Todestag von Boris Nemzow: Drohungen gegen die Opposition gehen weiter

Zum Jahrestag der Ermordung des russischen Oppositionspolitikers Boris Nemzow erklärt Marieluise Beck, Sprecherin für Osteuropapolitik:

Vor einem Jahr wurde mit Boris Nemzow einer der prominentesten Vertreter der russischen Opposition direkt vor den Mauern des Kremls erschossen. Dieses Verbrechen brachte eine weitere kritische Stimme in Russland zum Verstummen. Dazu gehören auch Anna Politkowskaja und Natalja Estemirowa. Die Drahtzieher dieser Verbrechen und oft auch die Täter bleiben unbekannt und straffrei. 

Ein Jahr nach der Ermordung des PARNAS-Vorsitzenden Nemzow können Hetze und Morddrohungen gegen seine Mitstreiter unbehelligt fortgesetzt werden. In den vergangenen Monaten wurden mit Michail Kassjanow, Wladimir Kara-Mursa und Ilja Jaschin drei hochrangige Parteikollegen des ermordeten PARNAS-Vorsitzenden wiederholt bedroht, zum Teil vom tschetschenischen Präsidenten Ramsan Kadyrow persönlich.

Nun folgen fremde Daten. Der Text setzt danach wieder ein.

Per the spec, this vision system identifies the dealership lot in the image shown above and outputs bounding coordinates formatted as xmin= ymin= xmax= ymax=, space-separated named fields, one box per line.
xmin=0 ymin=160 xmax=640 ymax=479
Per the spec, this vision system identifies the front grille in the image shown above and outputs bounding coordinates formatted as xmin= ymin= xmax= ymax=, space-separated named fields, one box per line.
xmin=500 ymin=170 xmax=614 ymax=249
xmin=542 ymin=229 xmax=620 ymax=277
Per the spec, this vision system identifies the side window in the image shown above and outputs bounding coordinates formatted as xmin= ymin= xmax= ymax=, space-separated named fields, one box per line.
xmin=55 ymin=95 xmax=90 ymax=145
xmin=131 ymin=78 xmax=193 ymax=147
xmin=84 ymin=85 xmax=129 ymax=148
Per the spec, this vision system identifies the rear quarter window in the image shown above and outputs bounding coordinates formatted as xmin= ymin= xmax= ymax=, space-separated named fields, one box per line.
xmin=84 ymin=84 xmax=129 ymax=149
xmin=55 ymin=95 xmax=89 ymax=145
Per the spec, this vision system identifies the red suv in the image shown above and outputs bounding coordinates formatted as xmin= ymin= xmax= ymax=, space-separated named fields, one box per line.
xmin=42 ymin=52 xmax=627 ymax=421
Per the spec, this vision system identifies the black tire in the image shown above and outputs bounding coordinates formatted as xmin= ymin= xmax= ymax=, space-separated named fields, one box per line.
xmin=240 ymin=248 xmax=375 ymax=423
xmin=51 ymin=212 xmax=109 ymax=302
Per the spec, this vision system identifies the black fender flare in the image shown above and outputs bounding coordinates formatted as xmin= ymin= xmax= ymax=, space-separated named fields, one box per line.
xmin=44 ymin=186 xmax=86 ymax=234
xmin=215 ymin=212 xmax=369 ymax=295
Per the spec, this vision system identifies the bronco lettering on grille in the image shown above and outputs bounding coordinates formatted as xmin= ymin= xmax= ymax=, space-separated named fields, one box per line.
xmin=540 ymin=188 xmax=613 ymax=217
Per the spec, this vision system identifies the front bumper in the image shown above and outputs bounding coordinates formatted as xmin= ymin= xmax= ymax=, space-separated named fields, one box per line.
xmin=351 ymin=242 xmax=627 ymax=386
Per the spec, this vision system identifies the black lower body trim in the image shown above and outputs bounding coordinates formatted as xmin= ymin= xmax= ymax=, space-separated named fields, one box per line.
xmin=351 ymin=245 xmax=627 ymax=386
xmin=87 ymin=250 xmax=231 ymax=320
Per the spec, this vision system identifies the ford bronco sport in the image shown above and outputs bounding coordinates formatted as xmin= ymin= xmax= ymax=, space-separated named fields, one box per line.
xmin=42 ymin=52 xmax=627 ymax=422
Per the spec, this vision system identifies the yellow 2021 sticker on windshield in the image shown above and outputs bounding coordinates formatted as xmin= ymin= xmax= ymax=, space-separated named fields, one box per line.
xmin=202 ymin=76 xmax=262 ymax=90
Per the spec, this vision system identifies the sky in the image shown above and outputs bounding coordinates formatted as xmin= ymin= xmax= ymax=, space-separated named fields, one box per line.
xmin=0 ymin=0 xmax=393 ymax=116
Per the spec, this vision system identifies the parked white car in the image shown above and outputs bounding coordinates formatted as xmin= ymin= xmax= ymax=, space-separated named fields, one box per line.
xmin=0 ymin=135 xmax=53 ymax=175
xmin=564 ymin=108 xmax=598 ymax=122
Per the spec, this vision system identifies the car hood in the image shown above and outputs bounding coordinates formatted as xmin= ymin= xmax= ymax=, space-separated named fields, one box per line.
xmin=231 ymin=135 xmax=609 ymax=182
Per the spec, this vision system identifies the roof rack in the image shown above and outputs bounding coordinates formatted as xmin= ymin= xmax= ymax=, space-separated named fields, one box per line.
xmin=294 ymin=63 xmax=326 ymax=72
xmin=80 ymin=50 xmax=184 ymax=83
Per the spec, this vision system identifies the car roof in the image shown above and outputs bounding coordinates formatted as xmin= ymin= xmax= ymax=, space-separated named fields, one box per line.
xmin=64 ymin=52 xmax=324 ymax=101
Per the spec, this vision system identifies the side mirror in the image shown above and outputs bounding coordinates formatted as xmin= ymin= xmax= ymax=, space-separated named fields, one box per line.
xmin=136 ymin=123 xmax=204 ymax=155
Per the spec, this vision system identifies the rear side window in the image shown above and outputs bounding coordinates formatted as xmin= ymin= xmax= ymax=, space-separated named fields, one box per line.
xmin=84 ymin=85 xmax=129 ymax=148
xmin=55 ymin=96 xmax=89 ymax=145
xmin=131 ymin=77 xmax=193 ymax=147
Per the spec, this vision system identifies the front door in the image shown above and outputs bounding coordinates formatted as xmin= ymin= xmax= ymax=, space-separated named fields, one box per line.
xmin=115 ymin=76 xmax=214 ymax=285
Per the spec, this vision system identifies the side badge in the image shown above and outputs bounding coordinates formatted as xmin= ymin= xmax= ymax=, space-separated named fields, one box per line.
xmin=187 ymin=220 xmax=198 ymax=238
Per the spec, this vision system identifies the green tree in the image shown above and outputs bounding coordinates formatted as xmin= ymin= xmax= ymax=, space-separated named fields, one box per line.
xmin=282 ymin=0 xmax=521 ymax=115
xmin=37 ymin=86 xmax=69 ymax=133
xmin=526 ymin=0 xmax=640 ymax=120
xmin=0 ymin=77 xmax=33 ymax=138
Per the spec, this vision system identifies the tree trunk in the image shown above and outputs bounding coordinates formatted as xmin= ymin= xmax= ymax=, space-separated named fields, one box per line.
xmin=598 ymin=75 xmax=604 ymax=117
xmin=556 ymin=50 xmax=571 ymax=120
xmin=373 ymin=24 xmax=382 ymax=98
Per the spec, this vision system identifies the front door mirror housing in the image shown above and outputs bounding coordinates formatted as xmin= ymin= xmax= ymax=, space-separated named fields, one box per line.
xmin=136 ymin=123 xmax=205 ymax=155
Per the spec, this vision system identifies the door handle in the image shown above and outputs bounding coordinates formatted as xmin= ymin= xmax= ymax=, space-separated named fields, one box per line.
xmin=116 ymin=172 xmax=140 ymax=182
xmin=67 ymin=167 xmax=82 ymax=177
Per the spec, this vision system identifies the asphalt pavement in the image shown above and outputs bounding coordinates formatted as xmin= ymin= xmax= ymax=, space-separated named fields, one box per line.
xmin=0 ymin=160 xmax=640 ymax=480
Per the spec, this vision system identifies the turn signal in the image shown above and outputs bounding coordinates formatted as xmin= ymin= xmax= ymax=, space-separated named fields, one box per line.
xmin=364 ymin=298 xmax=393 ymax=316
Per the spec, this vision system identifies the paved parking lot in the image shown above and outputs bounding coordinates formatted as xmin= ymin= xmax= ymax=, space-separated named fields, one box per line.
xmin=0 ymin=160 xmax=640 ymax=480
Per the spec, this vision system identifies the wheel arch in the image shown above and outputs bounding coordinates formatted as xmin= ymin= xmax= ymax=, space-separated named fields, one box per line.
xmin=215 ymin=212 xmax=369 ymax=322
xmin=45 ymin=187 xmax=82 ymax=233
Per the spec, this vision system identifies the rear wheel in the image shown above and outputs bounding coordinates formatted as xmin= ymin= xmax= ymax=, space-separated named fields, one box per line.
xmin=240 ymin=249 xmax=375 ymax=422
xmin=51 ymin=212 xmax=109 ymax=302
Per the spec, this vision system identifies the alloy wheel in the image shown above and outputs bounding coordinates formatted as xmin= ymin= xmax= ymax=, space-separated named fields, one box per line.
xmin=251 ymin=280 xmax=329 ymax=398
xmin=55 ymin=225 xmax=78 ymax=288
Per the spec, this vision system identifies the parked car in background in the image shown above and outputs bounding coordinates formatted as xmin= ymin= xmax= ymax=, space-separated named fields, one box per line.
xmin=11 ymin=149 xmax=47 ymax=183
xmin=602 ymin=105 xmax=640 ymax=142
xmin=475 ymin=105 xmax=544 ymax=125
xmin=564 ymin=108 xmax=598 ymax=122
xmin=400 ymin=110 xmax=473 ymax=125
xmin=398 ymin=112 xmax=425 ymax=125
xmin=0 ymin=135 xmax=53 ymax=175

Die Drohungen sind ernst zu nehmen. Immer wieder führen die Spuren politischer Morde in Russland nach Tschetschenien. Ramsan Kadyrow hat in der Teilrepublik einen de facto rechtsfreien Raum errichtet. Der Kreml stellt sich dem nicht entgegen. 

Deutschland und die EU sind aufgefordert, den mutigen Bürgerinnen und Bürgern zur Seite zu stehen, die sich unter extremen Bedingungen für ein demokratisches und rechtsstaatliches Russland einsetzen.